Of course some workplaces only criticize and never praise. That is a really bad idea, that leads to nothing but cynicism.
5: Let us do it
Let people act themselves. If management steps in every time to micromanage or to solve problems for employees, how will they know what they can do on their own?
And, hey, maybe the employees’ way was actually better than anything management could come up with. The only thing wrong with it was that it wasn’t management’s way.
Ricardo Semler, the CEO of Semco, describes in his excellent book The Seven-Day Weekend how his executives have one very important leadership strategy: Inaction. To NOT interfere. They believe that once top leadership steps in and clears up a situation, they must now do so every time a similar situation occurs. When they step back and let people fix it themselves, they increase the organization’s ability to deal with these issues without them.
The upshot
Rather than focus solely on reducing the number of problems employees face in the workplace, it’s vital that businesses focus even more on giving people the skills, the energy and the freedom to do something about those problems.
No adult is happy at work when he is coddled and protected. We want to be challenged and to have the skills, energy and freedom to overcome those challenges.
This does not mean throwing people to the sharks to see who survives. Some organizations give their employees absolutely no support, help or encouragement, which is probably even worse, and certainly makes no one happy at work.
The organization must still help people, back them up, help them grow. But trying to protect us and to set up rules and regulations for all possible contingencies, the way parents protect their children, does not make us happy. It makes us powerless. And that is the worst thing you can do to people.
What’s your thinking on this? Where is your organization on the “throw them to the sharks” – “coddle them to death” continuum?
Preventing unhappiness will also deprive you from happiness.
It’s like removing valleys that make the mountains disappear.
It’s like shortening the marathon..
It’s like a lottery with a money-back guarantee.
It’s like a sponge hammer that won’t hurt you when hitting your fingers.

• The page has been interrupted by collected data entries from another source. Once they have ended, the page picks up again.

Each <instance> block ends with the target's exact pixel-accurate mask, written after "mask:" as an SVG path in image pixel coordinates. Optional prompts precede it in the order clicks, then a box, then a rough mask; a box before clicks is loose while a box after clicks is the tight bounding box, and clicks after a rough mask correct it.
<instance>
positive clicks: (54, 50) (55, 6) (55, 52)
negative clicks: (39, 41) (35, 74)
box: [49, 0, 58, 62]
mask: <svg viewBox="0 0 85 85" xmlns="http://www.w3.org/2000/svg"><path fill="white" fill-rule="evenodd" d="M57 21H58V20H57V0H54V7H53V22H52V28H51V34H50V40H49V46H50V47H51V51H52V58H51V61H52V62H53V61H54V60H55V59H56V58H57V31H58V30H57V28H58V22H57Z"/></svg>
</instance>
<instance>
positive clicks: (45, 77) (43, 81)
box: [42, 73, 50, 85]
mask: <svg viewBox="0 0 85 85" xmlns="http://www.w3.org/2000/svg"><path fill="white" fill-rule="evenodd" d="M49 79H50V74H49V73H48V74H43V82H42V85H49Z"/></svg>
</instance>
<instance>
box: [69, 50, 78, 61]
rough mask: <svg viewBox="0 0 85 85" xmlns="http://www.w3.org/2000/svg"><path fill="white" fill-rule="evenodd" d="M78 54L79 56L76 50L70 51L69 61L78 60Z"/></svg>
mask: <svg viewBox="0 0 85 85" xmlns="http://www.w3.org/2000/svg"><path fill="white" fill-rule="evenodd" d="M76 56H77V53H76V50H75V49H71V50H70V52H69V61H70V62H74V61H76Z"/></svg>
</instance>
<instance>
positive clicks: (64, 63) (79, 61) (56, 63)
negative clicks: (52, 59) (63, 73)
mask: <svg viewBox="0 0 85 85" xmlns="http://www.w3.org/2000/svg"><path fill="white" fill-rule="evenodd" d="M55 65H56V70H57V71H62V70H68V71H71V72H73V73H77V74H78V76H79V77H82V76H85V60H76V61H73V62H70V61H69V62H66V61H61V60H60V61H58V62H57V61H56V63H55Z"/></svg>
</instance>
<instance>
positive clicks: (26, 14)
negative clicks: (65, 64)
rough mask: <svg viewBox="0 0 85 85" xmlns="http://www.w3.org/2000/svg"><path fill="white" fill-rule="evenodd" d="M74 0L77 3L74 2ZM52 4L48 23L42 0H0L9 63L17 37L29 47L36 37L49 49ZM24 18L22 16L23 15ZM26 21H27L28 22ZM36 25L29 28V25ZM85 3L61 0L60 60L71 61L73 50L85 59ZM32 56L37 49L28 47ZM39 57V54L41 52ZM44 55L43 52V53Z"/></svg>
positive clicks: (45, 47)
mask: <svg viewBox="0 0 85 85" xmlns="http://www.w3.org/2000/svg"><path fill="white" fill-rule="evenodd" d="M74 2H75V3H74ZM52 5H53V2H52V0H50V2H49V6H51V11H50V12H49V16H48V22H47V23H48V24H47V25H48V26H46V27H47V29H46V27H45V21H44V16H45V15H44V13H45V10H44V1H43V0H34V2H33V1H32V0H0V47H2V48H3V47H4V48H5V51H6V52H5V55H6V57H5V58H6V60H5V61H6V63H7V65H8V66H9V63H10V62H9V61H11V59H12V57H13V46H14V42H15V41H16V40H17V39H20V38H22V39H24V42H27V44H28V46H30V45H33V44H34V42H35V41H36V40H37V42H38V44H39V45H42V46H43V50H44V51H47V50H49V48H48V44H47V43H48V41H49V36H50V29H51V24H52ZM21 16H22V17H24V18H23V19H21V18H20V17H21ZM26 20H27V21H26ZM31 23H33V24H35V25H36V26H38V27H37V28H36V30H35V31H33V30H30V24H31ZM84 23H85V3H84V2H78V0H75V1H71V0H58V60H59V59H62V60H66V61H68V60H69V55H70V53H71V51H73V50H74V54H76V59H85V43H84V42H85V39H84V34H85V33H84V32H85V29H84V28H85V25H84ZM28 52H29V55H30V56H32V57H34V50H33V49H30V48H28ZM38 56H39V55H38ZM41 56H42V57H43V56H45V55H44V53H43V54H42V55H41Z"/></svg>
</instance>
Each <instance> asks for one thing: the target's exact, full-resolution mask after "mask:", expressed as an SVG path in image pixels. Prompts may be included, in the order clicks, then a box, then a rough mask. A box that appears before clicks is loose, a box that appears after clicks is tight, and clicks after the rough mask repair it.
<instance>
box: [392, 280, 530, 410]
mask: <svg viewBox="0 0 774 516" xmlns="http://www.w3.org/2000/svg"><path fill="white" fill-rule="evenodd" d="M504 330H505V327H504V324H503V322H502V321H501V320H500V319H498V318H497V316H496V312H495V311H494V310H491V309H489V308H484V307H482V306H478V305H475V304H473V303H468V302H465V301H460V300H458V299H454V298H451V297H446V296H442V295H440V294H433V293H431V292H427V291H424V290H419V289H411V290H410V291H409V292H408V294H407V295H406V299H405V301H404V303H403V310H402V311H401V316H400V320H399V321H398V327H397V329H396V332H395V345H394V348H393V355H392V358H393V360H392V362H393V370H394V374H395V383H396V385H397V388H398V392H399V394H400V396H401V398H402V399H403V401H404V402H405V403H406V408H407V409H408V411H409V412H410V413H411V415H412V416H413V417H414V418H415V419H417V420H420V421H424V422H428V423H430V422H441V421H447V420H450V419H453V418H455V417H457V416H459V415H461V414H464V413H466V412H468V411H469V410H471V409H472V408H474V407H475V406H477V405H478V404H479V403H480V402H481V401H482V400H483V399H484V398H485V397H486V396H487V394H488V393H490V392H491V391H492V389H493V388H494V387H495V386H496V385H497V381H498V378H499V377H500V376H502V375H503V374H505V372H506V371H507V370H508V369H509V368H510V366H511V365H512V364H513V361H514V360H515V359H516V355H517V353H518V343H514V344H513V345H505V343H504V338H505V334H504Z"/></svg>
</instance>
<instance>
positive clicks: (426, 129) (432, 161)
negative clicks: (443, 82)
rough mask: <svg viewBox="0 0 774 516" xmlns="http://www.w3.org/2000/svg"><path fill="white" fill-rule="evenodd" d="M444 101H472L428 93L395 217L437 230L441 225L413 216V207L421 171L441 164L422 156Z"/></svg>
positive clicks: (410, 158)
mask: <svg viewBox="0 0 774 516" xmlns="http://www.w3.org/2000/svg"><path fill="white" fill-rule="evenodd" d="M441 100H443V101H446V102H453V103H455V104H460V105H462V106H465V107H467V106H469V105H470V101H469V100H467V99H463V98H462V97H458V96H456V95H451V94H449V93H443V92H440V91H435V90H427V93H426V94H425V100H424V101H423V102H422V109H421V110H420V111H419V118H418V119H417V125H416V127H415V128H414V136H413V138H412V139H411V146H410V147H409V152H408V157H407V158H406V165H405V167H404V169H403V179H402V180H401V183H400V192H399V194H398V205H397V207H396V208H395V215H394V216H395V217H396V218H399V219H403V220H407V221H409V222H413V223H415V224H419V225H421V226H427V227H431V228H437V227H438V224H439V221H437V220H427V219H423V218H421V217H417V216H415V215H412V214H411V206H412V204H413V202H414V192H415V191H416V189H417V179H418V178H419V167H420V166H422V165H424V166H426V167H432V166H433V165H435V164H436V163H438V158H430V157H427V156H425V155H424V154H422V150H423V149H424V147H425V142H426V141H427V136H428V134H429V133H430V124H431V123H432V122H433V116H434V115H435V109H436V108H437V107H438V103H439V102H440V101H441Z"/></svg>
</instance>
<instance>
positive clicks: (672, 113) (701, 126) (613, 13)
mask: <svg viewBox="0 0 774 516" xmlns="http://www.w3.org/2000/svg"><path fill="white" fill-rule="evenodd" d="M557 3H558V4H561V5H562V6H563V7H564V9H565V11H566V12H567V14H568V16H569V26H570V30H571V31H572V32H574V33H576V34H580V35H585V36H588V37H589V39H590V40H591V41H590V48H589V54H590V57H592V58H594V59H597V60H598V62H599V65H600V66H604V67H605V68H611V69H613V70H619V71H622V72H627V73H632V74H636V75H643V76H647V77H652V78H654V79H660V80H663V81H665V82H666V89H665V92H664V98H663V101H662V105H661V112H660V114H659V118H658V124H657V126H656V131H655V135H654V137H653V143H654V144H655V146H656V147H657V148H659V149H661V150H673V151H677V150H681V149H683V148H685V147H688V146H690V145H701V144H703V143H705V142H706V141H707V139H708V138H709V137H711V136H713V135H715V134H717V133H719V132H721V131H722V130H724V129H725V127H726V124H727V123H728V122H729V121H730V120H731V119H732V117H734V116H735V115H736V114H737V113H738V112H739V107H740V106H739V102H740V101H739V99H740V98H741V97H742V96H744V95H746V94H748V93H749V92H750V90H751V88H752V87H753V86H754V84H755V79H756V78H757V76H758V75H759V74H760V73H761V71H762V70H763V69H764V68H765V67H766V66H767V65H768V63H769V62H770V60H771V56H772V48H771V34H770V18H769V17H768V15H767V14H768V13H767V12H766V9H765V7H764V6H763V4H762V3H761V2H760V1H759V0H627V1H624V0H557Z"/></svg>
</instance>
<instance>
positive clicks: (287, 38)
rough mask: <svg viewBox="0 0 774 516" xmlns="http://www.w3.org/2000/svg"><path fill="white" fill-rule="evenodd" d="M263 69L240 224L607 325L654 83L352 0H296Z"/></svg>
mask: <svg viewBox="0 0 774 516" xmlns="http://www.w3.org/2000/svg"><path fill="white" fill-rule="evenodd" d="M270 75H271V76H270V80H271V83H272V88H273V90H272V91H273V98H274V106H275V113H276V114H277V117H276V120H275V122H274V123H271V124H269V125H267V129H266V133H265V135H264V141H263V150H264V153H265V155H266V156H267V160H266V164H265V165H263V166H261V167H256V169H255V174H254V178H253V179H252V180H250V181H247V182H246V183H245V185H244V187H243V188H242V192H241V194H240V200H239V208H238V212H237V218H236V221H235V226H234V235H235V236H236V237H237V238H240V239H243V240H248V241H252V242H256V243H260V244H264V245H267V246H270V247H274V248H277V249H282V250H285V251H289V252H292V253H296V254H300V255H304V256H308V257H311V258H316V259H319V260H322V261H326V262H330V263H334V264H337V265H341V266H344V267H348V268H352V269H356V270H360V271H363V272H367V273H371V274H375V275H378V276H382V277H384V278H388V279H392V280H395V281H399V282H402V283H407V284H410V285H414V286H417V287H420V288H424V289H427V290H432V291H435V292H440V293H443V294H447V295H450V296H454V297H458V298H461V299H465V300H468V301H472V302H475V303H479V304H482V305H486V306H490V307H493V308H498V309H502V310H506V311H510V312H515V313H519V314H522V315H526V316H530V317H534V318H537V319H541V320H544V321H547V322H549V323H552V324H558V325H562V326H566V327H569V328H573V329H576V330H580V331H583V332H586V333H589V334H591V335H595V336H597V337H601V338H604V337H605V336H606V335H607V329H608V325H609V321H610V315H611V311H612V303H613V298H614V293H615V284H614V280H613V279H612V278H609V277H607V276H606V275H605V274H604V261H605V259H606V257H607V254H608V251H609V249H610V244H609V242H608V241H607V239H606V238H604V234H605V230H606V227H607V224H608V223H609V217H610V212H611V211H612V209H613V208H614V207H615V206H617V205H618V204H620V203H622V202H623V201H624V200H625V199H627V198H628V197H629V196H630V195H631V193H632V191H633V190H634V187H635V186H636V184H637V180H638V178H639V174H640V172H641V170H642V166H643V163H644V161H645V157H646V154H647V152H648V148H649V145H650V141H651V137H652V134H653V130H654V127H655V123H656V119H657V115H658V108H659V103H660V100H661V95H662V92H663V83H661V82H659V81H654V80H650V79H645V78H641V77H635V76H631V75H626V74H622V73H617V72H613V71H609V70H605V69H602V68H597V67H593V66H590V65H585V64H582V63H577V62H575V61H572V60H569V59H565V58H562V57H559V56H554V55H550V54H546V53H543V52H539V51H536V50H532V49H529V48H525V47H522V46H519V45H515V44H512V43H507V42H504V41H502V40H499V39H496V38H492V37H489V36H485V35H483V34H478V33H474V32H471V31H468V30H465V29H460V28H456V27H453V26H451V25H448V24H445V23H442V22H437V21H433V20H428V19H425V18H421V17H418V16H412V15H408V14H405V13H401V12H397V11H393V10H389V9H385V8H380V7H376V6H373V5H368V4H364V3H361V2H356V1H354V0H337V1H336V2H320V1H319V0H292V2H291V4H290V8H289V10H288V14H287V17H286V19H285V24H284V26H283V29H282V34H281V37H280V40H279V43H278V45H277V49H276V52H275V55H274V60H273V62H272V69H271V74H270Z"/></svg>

It’s why i’m moving from a small town to nyc! Most of my jobs have engaged in coddling for whatever their motives were…..don’t know? In small towns, coworkers (when training you) will tell you all of the common sense info while leaving out the basic facts. It seems the older the person is from suburbia, the more they want to be your mother.
what i love about nyc is that it is hard! this challenges me so i can see what i can do and maybe the paths i could take in specializing those challenges! small towns take all of this away from me by being soft, parental, coddling, and smothering.

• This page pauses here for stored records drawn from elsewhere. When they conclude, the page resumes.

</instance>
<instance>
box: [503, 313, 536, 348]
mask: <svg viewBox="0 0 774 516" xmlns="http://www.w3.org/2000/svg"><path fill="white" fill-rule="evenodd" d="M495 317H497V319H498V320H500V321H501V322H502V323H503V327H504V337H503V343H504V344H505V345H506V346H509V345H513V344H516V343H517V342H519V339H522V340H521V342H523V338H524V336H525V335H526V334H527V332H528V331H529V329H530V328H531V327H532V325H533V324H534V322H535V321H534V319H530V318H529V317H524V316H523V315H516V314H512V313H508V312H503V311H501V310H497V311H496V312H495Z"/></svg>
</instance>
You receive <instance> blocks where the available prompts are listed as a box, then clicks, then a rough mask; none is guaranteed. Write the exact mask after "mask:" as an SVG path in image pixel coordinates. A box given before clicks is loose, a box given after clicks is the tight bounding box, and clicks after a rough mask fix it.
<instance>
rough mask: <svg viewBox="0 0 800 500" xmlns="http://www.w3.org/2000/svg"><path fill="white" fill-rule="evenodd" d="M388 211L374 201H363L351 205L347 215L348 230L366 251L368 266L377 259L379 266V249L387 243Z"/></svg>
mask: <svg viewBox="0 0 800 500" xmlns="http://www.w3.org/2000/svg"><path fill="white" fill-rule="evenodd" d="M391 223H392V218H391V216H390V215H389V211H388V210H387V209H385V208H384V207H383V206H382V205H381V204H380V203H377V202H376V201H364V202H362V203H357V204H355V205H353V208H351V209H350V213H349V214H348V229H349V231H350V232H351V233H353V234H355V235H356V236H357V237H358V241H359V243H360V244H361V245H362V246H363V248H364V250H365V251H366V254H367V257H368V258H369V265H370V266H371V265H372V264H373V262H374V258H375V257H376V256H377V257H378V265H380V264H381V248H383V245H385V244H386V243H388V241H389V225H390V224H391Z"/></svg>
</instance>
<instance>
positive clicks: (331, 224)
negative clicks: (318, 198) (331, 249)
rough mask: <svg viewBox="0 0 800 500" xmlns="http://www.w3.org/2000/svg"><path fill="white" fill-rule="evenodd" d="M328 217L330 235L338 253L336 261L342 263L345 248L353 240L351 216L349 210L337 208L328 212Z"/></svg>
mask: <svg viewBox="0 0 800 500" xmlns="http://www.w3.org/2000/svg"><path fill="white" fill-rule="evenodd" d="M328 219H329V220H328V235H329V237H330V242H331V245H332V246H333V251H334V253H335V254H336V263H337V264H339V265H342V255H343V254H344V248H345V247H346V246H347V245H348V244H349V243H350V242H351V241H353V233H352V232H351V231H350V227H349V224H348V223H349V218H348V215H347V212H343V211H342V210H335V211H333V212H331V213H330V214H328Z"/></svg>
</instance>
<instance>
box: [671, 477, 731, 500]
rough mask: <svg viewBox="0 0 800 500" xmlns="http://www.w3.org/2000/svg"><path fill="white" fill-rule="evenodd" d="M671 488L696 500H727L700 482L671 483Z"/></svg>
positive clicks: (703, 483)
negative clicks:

and, to make matters worse, if you fight it……you then become a target from the gossip group as a person who is a snob or know-it-all.

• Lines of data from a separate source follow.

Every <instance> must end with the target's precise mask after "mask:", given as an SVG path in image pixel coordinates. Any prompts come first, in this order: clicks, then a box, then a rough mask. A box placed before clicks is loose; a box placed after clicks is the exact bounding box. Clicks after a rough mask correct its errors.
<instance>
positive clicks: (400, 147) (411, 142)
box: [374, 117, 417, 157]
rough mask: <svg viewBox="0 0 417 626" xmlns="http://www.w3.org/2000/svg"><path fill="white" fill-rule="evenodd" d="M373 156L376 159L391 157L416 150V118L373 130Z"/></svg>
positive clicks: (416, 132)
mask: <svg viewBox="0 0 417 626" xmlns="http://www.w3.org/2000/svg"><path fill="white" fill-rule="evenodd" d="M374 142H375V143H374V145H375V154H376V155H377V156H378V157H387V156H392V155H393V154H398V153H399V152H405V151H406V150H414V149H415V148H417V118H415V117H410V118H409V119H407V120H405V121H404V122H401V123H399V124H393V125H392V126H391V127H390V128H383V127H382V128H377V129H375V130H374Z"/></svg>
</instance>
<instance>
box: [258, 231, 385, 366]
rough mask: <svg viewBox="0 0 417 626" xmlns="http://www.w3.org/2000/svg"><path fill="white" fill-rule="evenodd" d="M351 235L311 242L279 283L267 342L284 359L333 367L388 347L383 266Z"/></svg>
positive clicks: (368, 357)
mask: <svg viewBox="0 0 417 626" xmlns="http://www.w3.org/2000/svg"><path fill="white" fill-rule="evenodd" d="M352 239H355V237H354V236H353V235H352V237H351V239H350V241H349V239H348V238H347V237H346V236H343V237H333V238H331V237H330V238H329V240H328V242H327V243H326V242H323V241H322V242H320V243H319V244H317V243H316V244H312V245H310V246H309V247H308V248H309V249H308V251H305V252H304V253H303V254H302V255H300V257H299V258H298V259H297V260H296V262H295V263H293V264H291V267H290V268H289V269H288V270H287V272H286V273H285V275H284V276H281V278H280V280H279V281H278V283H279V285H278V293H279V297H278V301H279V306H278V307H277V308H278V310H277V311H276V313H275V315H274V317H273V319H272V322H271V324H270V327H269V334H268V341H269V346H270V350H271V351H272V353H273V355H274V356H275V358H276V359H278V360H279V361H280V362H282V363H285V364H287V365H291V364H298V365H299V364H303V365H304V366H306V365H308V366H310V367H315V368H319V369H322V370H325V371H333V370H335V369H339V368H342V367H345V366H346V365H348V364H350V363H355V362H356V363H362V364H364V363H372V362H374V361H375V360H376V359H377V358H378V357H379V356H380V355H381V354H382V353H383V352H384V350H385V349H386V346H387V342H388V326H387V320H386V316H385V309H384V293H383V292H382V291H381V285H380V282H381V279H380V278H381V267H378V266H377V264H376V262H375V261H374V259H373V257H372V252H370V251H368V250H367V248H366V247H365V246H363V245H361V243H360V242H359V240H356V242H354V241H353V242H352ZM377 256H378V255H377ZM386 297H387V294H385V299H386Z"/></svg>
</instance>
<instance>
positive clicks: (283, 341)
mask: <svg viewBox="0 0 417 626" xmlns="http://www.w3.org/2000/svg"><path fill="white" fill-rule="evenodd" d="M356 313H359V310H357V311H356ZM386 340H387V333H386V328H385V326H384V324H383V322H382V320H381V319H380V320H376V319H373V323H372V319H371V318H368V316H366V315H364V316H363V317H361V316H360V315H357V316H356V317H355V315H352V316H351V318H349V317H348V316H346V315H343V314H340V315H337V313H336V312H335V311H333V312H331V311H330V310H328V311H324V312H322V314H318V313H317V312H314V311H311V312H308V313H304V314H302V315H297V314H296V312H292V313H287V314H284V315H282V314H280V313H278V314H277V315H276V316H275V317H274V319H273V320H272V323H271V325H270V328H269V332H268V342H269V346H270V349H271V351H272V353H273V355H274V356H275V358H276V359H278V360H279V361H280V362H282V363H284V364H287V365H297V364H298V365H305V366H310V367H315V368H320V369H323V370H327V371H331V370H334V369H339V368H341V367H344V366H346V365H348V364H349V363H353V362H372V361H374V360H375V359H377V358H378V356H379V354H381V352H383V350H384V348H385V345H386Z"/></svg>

i swear ……..i think i’m going to take my 2pennies i have in the bank and get to nyc fast before my life passes me by and is stolen by small towners.
yes this post is passionate because i’m fed up! its’ been 30 YEARS!
so now i want to retire in nyc…….and never look back!
Sad to say, I don’t think your “middle way” is going to win many adherents, and I don;t imagine that it has in the 3 1/2 years since you posted this originally.
“Coddling” in the popular imagination doesn’t mean protecting your people from EVERYTHING, it means protecting them from ANYTHING. If you don’t throw them to the sharks, you’re coddling. Helping your people grow, backing up your people, being there for them in any way at all is weakness now.